Never take each other for granted. For every relationship that lasts and lasts, there is another one that didn’t. Some people leave for work and never come home. Even on the worst, most boring days my heart skips a beat when I see hubby come home from work. And I tell him that. I appreciate that he can fix the water pump on our car; he was amazed when I slip-covered the sofa and loveseat without a pattern.
Go your separate ways. We spend a lot of time together, and hubby doesn’t travel for work as much as he did when our kiddos were little. When we are apart, whether for girl’s night out, having a beer after work with the guys, or a business trip, we have more to share when we are together again. His voice sounds different, he has stories to tell me, and we make more eye contact than usual.
Set some goals together, even if they are silly. Having something you are aiming for together, whether it’s to own your own business, potty-train the puppy, paint the house, vacation in Italy, retire on the beach someday, or just start a family brings you closer. Awww.
Take a look at your honey and pretend like it’s the first time you’ve ever seen him. Or that it’s the last time you will ever see him. I read this somewhere and it really stuck with me. It’s amazing what you notice when you look at someone this way. Diapers, credit card bills, stress at work, and the daily grind have a way of making you forget what it’s all about.

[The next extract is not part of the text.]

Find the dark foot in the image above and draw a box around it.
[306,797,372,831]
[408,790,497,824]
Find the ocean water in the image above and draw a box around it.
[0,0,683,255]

Touch. Well yeah, of course THAT, but I mean other kinds of touches that aren’t expected. Run your fingers through his hair while he’s on the computer. Put your arm around his shoulders and give him a squeeze at the grocery store. Give him a peck on the forehead when he’s watching TV. I don’t know how it works, but it helps keep us connected. I guess it’s magic.
Humor is a key to my marital happiness. Even when a situation seems overwhelming, there’s always something to laugh about. Hubby makes me laugh at least once every single day, and always has. I don’t always think his potty jokes are funny (the kids do) but it makes me laugh that HE thinks they are hilarious. He does impressions. He sings and doesn’t know most of the words, but this doesn’t stop him. He is afflicted with a sort of musical Tourette’s syndrome, which means the mere mention of a word in a sentence causes him to break into a song with the same word in it. Which usually has nothing AT ALL to do with the conversation we were having. And I laugh. Me? I’m not so funny.
Respect each other; the most important thing. I may not agree with everything hubby thinks or says, and he most certainly doesn’t agree with me all of the time. But because of our commitment to each other, we respect these differences. I respect that hubby likes Bob Seger, Johnny Cash, and will eat mushy bananas. He respects that I like Lady Gaga, love broccoli, and enjoy a Dr. Pepper now and then.

OK, maybe he doesn’t respect the Lady Gaga part.